Key issues for modelling the future distribution of invasive pathogens
Many of Rohr, Halstead & Raffel's (2011) concerns nevertheless remain relevant to predicting the distribution and impacts of chytridiomycosis and other pathogens under climate change and at invasion fronts. In these cases, models need to avoid or be robust to significant extrapolation by being transferable. One way of doing this is to shift the focus from correlative SDMs (which require only occurrence records) to mechanistic or process-based SDMs (which require more complete knowledge of a species’ responses to its biotic and abiotic environment) (see Kearney & Porter 2009 for a review). Combinations of these methods may also offer advantages, as each can inform the other.

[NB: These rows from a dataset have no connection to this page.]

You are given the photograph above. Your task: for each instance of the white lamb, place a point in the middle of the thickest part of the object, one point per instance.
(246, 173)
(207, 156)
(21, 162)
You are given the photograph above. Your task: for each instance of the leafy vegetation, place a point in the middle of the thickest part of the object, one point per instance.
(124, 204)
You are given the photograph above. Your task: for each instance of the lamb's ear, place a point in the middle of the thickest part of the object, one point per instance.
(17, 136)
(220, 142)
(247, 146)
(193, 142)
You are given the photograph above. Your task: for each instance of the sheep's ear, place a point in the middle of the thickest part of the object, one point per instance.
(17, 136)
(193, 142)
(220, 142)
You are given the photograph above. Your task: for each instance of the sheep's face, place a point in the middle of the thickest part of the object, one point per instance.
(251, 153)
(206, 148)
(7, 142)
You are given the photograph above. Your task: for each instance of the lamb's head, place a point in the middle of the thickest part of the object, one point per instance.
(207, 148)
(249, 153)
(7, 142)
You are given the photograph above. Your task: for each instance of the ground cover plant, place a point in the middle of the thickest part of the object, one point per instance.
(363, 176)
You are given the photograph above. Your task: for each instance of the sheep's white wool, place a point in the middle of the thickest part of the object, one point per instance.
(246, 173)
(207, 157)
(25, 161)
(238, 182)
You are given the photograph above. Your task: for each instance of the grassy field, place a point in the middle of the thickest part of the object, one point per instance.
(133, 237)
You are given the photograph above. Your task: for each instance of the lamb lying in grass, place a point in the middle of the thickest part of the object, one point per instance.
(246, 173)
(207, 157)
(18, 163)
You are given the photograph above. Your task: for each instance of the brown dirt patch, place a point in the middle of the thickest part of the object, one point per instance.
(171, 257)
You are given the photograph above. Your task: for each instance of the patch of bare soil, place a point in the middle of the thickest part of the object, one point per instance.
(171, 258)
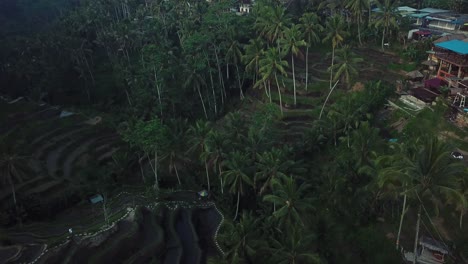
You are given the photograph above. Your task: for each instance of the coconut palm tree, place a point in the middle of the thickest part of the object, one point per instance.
(176, 154)
(198, 134)
(291, 43)
(387, 17)
(425, 172)
(252, 54)
(12, 168)
(346, 63)
(271, 165)
(233, 56)
(293, 248)
(357, 8)
(311, 28)
(236, 174)
(335, 34)
(271, 65)
(271, 23)
(195, 80)
(242, 238)
(291, 199)
(214, 153)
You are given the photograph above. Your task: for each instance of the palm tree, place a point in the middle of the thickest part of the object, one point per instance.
(236, 174)
(311, 28)
(242, 238)
(233, 55)
(198, 140)
(293, 248)
(214, 154)
(387, 18)
(336, 34)
(271, 23)
(331, 5)
(252, 54)
(271, 65)
(12, 167)
(271, 165)
(177, 141)
(424, 172)
(345, 67)
(357, 7)
(292, 42)
(291, 198)
(195, 79)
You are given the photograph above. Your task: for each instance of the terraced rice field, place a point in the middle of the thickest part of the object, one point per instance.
(163, 235)
(54, 148)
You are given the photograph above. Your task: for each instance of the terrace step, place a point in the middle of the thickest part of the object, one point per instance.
(5, 193)
(45, 187)
(188, 237)
(54, 156)
(50, 144)
(152, 239)
(174, 249)
(72, 157)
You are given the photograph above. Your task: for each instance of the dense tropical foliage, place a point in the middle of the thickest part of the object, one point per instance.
(179, 81)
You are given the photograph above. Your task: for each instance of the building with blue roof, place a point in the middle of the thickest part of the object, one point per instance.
(452, 59)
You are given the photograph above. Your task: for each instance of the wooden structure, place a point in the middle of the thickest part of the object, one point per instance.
(452, 58)
(430, 251)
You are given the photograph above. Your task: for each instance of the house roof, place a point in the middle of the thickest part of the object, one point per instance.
(419, 15)
(454, 45)
(96, 199)
(432, 10)
(450, 37)
(406, 9)
(433, 244)
(403, 10)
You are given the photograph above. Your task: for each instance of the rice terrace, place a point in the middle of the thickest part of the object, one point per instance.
(234, 131)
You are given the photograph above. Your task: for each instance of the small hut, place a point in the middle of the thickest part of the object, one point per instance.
(430, 251)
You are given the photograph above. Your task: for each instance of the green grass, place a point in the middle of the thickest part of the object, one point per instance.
(20, 107)
(289, 99)
(405, 67)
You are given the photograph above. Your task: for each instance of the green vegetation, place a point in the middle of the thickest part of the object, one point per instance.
(192, 96)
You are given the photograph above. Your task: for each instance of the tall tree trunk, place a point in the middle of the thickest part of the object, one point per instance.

Our approach to date for these more extrapolative situations has thus focussed on the mechanisms of Bd’s growth, dispersal and transmission. Simple mechanistic models that link Bd proliferation with environment (using, for example, biophysical performance curves denoting optimal conditions for growth and lethal limits) have already proved useful for describing seasonal and inter-annual infection patterns in wild frogs in subtropical Australia, where environmental suitability for Bd is generally very high but varies temporally (K.A. Murray, unpublished data). These models also show considerable promise for characterising Bd’s fundamental niche and hence potential distribution globally (K.A. Murray, unpublished data). We anticipate that this class of models will be particularly useful for estimating the influence that climate change may have on chytridiomycosis distribution, dynamics and impacts.
In the meantime, correlative SDMs can provide a wealth of useful information that can be immediately adopted. We have demonstrated this in our paper and have subsequently explored how our metric of environmental suitability for infection with Bd may be useful among multiple threats and life-history and ecological traits in more detailed studies of decline risk in amphibians (Murray et al. 2010b). We have also subsequently employed the results to short-list unknown wild hosts for Bd (Murray & Skerratt in press). We therefore encourage the use of correlative SDMs in other regions of the world confronting similar conservation challenges to Australia in the face of this global threat, particularly where data and resources are sparse but biodiversity values are high.